Sara Nović: Wie het mooist valt van Sara Nóviç.  Vertaald door Maaike Bijnsdorp en Lucie Schaap. – Debuut dat met recht een coming of age kan worden genoemd. Een jonge vrouw die in Amerika woont, keert terug naar Kroatië om de invloed van haar jeugd te onderzoeken (4)

Angie Thomas: The Hate U Give  Vertaald door Jasper Mutsaers. –  Rauw verhaal over Black Lives Matter dat onder de huid kruipt. Actueel en belangrijk. (5)

  • Mijn favoriet is Angie Thomas, mijn voorspelling is dat Fatma Aydemir gaat winnen.

Het mooie van’Het beste boek voor jongeren’ is dat uiteindelijk jongeren er zelf over gaan. Niet via een poll maar middels een echte jury, die dan wel weer is veroordeeld tot deze boeken, die een vakjury van volwassenen voor hen selecteerde. Waarom niet andersom eigenlijk? Of een gemengde jury? Na het lezen van de genomineerden ben ik me nog meer gaan afvragen wat er precies mis is met young adult.  De genomineerde boeken zijn gemiddeld  literairder en vaak wat minder toegankelijk en weerbarstiger. Misschien wordt dat als een criterium gezien. En de adolescenten in de boeken zijn doorgaans inderdaad verwikkeld in een ‘geloofwaardige queeste’, geloof ik. Al is dat niet in alle boeken even duidelijk.

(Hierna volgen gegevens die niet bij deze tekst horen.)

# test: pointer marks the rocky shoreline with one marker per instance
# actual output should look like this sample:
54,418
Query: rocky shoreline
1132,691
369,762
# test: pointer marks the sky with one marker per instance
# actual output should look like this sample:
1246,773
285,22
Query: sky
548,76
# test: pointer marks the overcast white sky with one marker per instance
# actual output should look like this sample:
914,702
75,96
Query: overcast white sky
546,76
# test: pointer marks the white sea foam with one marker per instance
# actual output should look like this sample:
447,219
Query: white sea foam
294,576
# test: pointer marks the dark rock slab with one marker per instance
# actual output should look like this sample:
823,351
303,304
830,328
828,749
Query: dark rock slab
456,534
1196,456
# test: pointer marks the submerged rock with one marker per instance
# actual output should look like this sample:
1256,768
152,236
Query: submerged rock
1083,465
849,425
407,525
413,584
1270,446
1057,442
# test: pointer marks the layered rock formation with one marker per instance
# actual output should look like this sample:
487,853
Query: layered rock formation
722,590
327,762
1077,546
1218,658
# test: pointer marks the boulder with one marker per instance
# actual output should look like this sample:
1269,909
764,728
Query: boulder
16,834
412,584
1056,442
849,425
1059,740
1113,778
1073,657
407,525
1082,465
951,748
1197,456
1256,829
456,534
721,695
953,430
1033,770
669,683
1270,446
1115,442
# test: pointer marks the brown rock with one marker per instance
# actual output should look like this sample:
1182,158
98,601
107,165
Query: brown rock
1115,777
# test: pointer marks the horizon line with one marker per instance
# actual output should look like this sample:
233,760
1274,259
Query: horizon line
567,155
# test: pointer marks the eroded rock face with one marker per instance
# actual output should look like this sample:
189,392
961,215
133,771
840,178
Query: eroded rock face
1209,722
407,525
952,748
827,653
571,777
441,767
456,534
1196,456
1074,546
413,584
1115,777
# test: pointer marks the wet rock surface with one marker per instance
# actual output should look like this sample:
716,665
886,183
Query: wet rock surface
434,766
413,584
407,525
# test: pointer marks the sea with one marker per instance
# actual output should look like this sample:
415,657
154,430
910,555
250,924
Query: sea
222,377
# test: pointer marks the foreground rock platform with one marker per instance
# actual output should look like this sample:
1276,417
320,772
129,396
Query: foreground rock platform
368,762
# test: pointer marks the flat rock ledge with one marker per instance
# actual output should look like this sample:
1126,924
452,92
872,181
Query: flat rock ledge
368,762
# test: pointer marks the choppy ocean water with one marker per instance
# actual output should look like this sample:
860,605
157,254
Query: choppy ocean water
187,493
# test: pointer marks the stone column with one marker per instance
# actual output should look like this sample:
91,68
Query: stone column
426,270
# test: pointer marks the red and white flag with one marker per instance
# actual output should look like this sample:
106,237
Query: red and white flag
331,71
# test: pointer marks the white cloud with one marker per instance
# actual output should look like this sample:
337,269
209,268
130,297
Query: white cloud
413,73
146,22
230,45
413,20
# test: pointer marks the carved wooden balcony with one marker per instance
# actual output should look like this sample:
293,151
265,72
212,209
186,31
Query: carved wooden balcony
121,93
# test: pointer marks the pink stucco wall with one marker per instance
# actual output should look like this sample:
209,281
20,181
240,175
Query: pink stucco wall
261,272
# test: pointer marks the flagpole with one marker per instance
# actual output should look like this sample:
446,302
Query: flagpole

Nu lijkt het er toch op, wat Myrthe Spiteri nog wat steviger formuleerde, dat de jury jongeren in een literaire mal wil duwen. Dat zou wel eens ten koste kunnen gaan van het leesplezier. Ik was op mijn vijftiende al een fervent lezer maar veel van de genomineerde boeken zou ik met zekerheid niet hebben uitgelezen. Te high brow en te ver van mijn bed.

Het blijft een lastige discussie. Ik ben er zeker geen voorstander van om de keuze te vernauwen tot louter expliciete jeugdboeken. Maar het gevoel blijft achter dat ze over het hoofd worden gezien. Er worden prachtige boeken geschreven die nou eenmaal net iets explicieter voor jongeren zijn geschreven. En die ook echt aan het criterium voldoen dat de vakjury zo formuleerde: ‘Een goede roman voor jongeren moet schuren, je aan je lurven het verhaal intrekken, confronteren, vragen oproepen en aanzetten tot discussie. Zo’n roman biedt een veelzijdige, verfrissende en verrijkende blik op jezelf, de ander en de wereld.’